「自分で自分を認めてあげましょう」
このように人から言われたり、本に書いてあったりしますよね。
でも、多くの人は、これができなくて悩みます。
自分を認めるとは、そもそもどういうことなのでしょうか?
この記事の目次
認めるということ
「認める」というのは、簡単なことではありません。
なぜなら、それは責任をとることと同義だからです。
罪を認めれば、それ相応の刑罰を受けなくてはいけないし、
不正を認めれば、社会的な責任をとらなくてはいけません。
負けたくない人に負けた時。
自分の能力、情けなさ、弱さも認めることは、
悔しさや恥といった感情と向き合う必要もでてきます。
ですが、人であれ、企業であれ、ありのままの姿(現実)を、
否認(認めないこと)をしているとうまくいきません。
人も企業も同じである、ということで、
先に企業について書いてから、人について書こうと思います。
■企業の場合
ビジョナリーカンパニー3 衰退の五段階という本があります。
数ある企業の中から、ほんとうに優れた、偉大な企業とそうではない企業。
それらを比較調査し、まとめた本です。
この本では、『企業の衰退の五段階』という記述が出てきます。
・成功を当然と考え、主要な弾み車を無視する。
・成功を収めるために必要な条件に対する理解を忘れさる。
・衰退企業が成功に自己満足して野心を失ったということは少なく、急激な事業拡大の方が危険である。
・事業の成長にあわせた適切な人材配置をし切れなくなる。(パッカードの法則)
・自社のリスクに対する過小評価する。
・指導者が失敗を外部要因の所為にする。
・一貫性のない新戦略・革新を追求する。
・救世主のような指導者に過度な期待をする。
・身売りなどの屈服と負の遺産による選択肢の消滅。
この中の3段階目に、『リスクと問題の否認』という項目があります。
企業ですので、自社の経営状況、競合や業界の動向といった『現実』がまずあります。
その現実を、都合の良いようにごまかしたり、否認した企業ほど衰退していく。
こういった事実を、データをもとに解説しています。
現実を直視せず、見ないフリをして否認する。その結果、次第に先細り、衰退する。
■人の場合
さて、ではこれを人に当てはめて考えてみましょう。
先ほどの『自社』を個人に当てはめると、『その人自身の個性、性格』。
『競合や業界』は、『周囲の人間関係や仕事などの日常』と置き換えてみます。
例えば、自分の性格が嫌いで、劣等感を感じていたとしましょう。
自分のダメなところ、無能さなどを認めるということは、
負けを認める敗北感を味わい、自分の限界を直視することになります。
苦痛なので、できれば認めたくありません。そこで否認する。
ありのままの自分をごまかし、虚勢を張る。
そうすると、虚勢ですので現実との落差が出て、それを隠すためにバレたくないという心理が働きます。

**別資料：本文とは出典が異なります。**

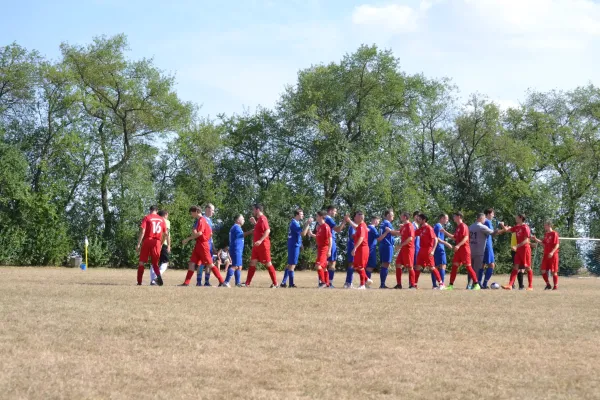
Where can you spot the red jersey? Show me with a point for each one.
(262, 224)
(550, 241)
(407, 230)
(204, 227)
(362, 231)
(427, 235)
(323, 236)
(522, 232)
(462, 231)
(154, 226)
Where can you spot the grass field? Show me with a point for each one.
(72, 334)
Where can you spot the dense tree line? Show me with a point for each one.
(89, 141)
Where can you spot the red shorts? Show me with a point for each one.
(361, 258)
(322, 257)
(150, 249)
(425, 260)
(523, 256)
(201, 254)
(406, 257)
(262, 254)
(550, 264)
(461, 257)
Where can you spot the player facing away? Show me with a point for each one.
(439, 256)
(324, 247)
(522, 251)
(201, 254)
(386, 245)
(462, 251)
(335, 229)
(165, 250)
(152, 230)
(261, 246)
(425, 259)
(373, 236)
(551, 244)
(406, 256)
(350, 257)
(209, 212)
(295, 234)
(489, 260)
(360, 253)
(236, 250)
(479, 233)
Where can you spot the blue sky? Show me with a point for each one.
(235, 55)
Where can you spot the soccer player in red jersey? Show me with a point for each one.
(201, 254)
(425, 258)
(361, 249)
(462, 251)
(261, 250)
(324, 248)
(406, 256)
(153, 227)
(550, 261)
(522, 251)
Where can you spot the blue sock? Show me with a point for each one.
(349, 275)
(285, 276)
(229, 274)
(383, 275)
(199, 275)
(480, 275)
(488, 275)
(433, 280)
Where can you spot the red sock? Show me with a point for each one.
(513, 276)
(217, 273)
(472, 274)
(453, 274)
(272, 274)
(250, 275)
(398, 275)
(140, 273)
(188, 277)
(545, 276)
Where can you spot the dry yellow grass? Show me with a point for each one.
(72, 334)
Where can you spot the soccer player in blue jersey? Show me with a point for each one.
(236, 250)
(440, 252)
(373, 238)
(335, 229)
(295, 233)
(489, 260)
(386, 245)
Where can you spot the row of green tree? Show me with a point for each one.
(89, 141)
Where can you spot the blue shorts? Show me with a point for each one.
(488, 256)
(440, 257)
(333, 252)
(293, 255)
(372, 263)
(386, 253)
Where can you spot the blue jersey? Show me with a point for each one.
(437, 228)
(294, 234)
(373, 235)
(329, 221)
(388, 240)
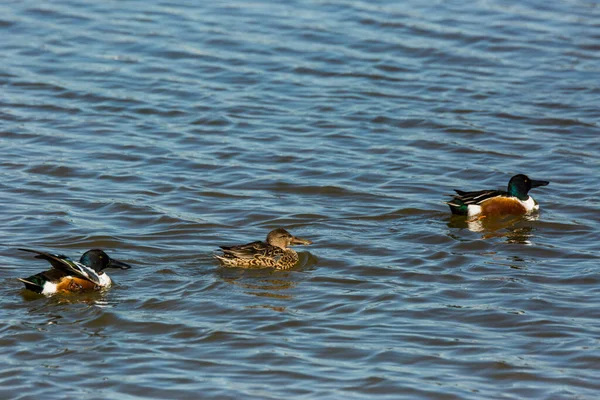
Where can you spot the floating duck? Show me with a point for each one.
(273, 253)
(514, 201)
(67, 275)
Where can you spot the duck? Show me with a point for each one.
(272, 253)
(514, 201)
(68, 276)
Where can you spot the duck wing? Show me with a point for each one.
(66, 265)
(251, 250)
(476, 197)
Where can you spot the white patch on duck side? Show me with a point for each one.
(530, 204)
(473, 209)
(105, 280)
(49, 288)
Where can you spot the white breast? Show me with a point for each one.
(105, 280)
(530, 204)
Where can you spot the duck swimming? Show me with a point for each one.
(67, 275)
(514, 201)
(274, 253)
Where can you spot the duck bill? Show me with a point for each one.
(538, 183)
(118, 264)
(300, 241)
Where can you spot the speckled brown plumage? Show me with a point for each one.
(274, 253)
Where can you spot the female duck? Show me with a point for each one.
(273, 253)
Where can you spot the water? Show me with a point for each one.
(159, 131)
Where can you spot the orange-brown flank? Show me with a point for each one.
(72, 284)
(502, 206)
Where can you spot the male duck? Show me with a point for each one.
(274, 253)
(67, 275)
(514, 201)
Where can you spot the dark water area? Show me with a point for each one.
(160, 130)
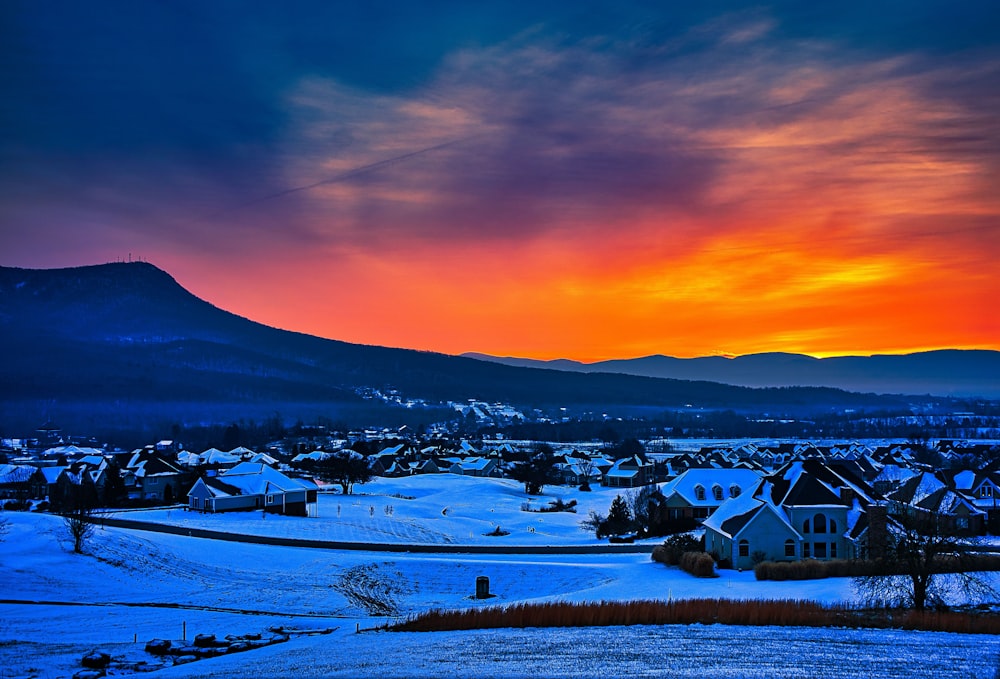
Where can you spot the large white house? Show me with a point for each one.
(804, 510)
(254, 485)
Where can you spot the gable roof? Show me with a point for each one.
(747, 480)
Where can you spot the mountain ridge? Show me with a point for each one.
(130, 337)
(941, 372)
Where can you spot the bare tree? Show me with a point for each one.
(79, 521)
(344, 467)
(586, 466)
(926, 559)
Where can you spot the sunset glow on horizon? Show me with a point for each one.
(562, 183)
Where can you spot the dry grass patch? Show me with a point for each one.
(782, 613)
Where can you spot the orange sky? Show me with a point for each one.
(731, 187)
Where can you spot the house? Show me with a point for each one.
(149, 475)
(253, 485)
(629, 472)
(927, 494)
(474, 466)
(806, 509)
(15, 481)
(696, 493)
(983, 487)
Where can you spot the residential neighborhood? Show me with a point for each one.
(750, 500)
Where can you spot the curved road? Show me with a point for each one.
(374, 546)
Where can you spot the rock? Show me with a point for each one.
(158, 646)
(96, 660)
(204, 640)
(89, 674)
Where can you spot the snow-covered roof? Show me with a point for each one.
(745, 480)
(255, 478)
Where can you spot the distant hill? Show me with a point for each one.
(942, 373)
(124, 342)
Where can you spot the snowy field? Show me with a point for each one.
(119, 588)
(428, 509)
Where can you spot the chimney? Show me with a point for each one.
(878, 532)
(847, 495)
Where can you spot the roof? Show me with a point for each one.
(684, 485)
(255, 478)
(811, 482)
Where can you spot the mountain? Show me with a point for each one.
(118, 344)
(947, 372)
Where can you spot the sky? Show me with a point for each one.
(581, 180)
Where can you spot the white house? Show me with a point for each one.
(251, 485)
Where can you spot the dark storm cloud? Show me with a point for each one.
(333, 121)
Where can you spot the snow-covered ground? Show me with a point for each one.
(428, 509)
(118, 589)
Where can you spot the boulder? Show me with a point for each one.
(158, 646)
(96, 660)
(204, 640)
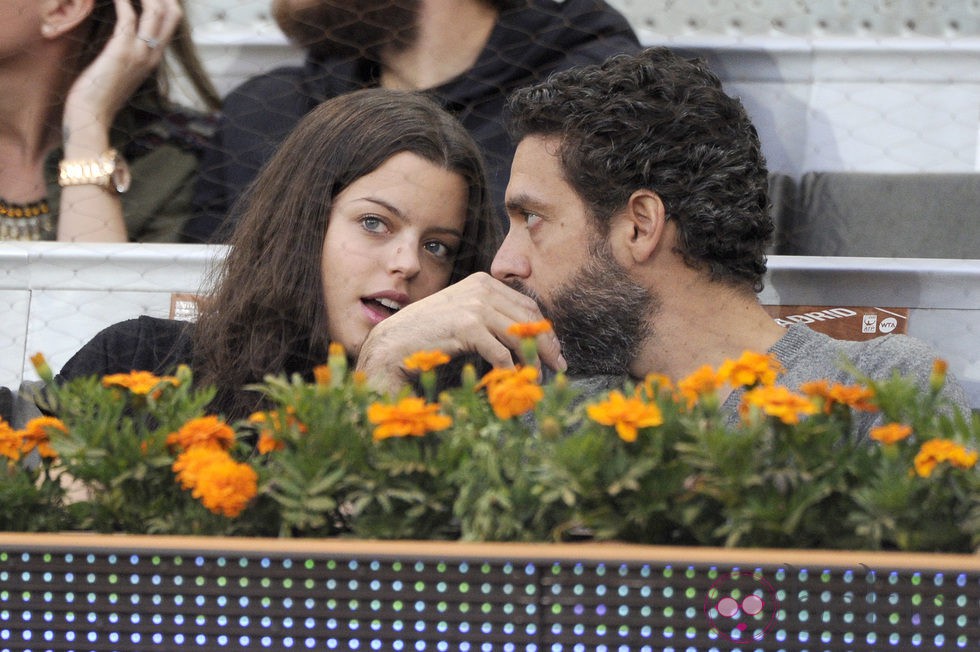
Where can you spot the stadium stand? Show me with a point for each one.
(912, 215)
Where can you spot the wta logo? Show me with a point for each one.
(741, 606)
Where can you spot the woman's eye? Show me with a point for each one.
(373, 223)
(438, 249)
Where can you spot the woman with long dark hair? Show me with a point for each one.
(376, 200)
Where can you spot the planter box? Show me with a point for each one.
(112, 592)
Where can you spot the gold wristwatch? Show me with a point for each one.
(109, 171)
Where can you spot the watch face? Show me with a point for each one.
(121, 177)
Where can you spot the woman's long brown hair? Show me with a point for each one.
(267, 313)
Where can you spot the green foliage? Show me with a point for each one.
(565, 469)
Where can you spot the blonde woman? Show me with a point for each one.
(91, 147)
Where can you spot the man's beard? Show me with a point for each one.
(348, 28)
(601, 316)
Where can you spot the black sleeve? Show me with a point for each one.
(255, 118)
(143, 344)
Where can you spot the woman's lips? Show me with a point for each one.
(380, 307)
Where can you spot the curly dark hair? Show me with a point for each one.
(658, 121)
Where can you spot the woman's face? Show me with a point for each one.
(392, 239)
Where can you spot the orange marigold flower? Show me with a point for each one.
(512, 392)
(529, 329)
(626, 414)
(750, 369)
(425, 360)
(138, 382)
(411, 416)
(35, 435)
(778, 401)
(267, 443)
(856, 397)
(322, 374)
(191, 463)
(226, 487)
(11, 441)
(209, 431)
(703, 381)
(937, 451)
(890, 433)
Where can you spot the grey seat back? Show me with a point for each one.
(915, 215)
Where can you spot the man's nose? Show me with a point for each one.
(510, 263)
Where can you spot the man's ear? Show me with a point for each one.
(59, 17)
(645, 219)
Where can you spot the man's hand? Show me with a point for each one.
(471, 316)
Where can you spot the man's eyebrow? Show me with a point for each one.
(522, 201)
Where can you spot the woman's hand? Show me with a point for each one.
(471, 316)
(89, 213)
(131, 54)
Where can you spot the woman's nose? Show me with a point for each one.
(404, 260)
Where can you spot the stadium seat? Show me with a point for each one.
(913, 215)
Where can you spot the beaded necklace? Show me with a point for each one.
(31, 221)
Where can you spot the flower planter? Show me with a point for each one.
(109, 592)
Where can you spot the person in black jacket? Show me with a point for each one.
(376, 200)
(467, 54)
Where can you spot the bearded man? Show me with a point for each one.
(467, 54)
(639, 221)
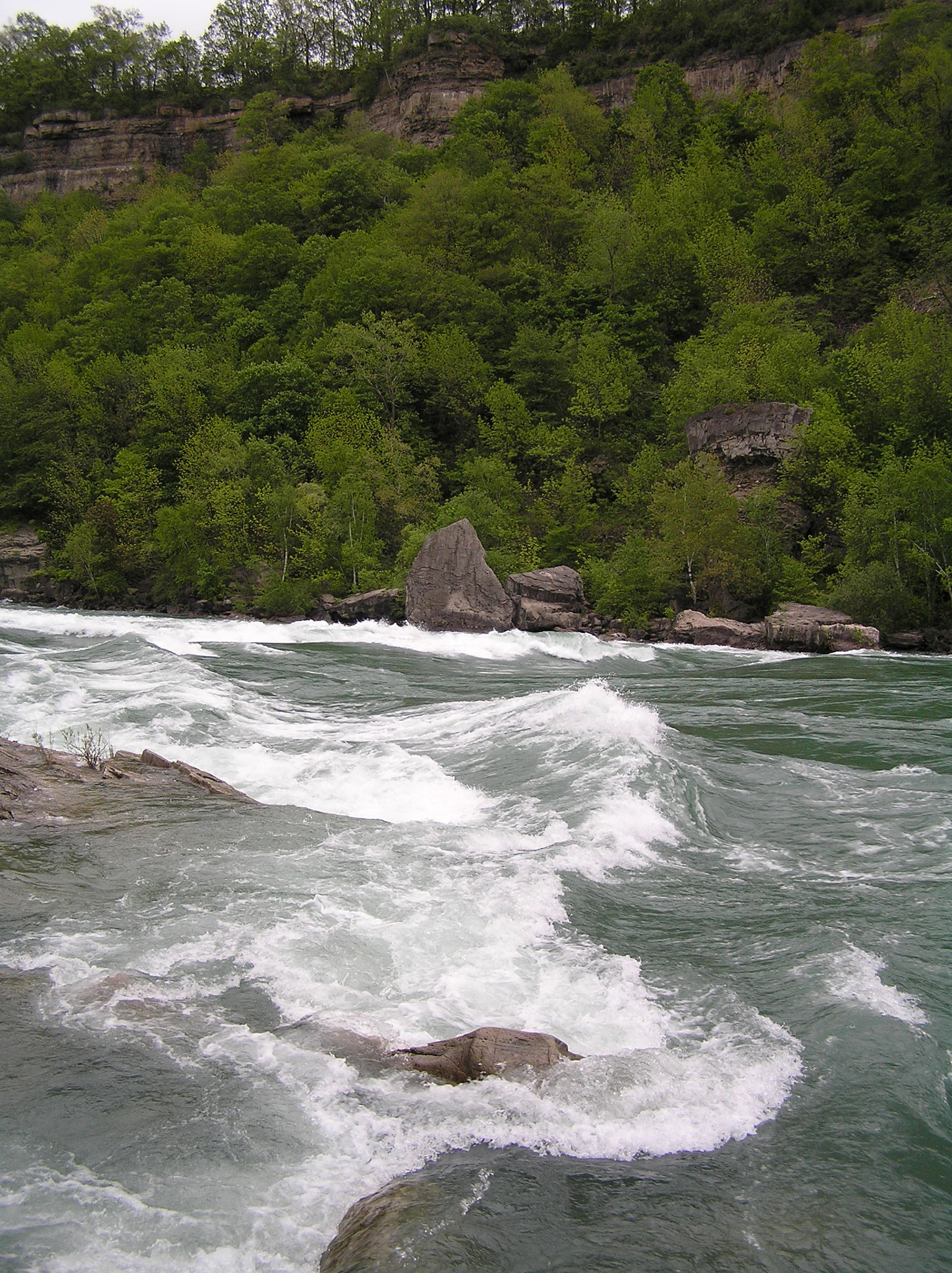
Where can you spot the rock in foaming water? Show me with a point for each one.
(484, 1052)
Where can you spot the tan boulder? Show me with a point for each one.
(488, 1050)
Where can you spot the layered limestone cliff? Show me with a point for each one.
(66, 150)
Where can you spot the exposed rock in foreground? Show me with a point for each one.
(385, 604)
(816, 630)
(547, 600)
(451, 587)
(461, 1059)
(484, 1052)
(368, 1238)
(694, 628)
(40, 786)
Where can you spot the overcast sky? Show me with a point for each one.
(178, 14)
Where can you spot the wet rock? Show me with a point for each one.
(558, 585)
(914, 641)
(369, 1235)
(385, 604)
(41, 786)
(542, 617)
(369, 1054)
(488, 1050)
(817, 630)
(451, 587)
(547, 600)
(694, 628)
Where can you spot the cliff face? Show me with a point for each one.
(424, 92)
(66, 150)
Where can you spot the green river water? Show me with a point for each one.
(725, 878)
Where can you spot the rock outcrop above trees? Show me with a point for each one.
(749, 442)
(794, 627)
(484, 1052)
(22, 555)
(547, 600)
(816, 630)
(451, 587)
(66, 150)
(40, 786)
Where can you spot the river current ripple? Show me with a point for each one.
(725, 878)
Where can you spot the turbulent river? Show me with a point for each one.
(723, 878)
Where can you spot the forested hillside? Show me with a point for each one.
(272, 377)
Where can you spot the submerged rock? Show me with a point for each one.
(484, 1052)
(547, 600)
(451, 587)
(815, 629)
(41, 786)
(694, 628)
(368, 1238)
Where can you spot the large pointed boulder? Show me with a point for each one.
(451, 586)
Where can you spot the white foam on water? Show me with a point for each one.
(191, 637)
(853, 977)
(433, 903)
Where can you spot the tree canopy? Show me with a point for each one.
(273, 376)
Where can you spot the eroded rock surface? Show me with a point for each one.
(41, 786)
(694, 628)
(488, 1050)
(368, 1238)
(381, 604)
(451, 587)
(815, 629)
(547, 600)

企業が不祥事を起こし、必死に隠そうとするのと似ています。
バレたくないので、公の場に出て人と会うことが苦痛になります(記者会見など)。
個人も同じで、人とのコミュニケーションが辛くなる。
これが否認するということです。
自分自身に、嫌いな部分があってもいいのです。それは自然なことだから。
人それぞれ、価値観があります。虫や動物にもそれはあります。
シマウマは草が好きですよね。
「たまには魚でも喰えよ」と言ったところで、くちゃくちゃ食べるでしょうか(笑)
好きと嫌いは、同居していいんです。でも否認は、衰退への要因。
まずは、少しずつでいいので、等身大の自分を認めていきましょう。
ありのままの自分を認め、肯定してあげる。
それだけで、十分、人生の厳しさと格闘するエネルギーは湧いてきますよ。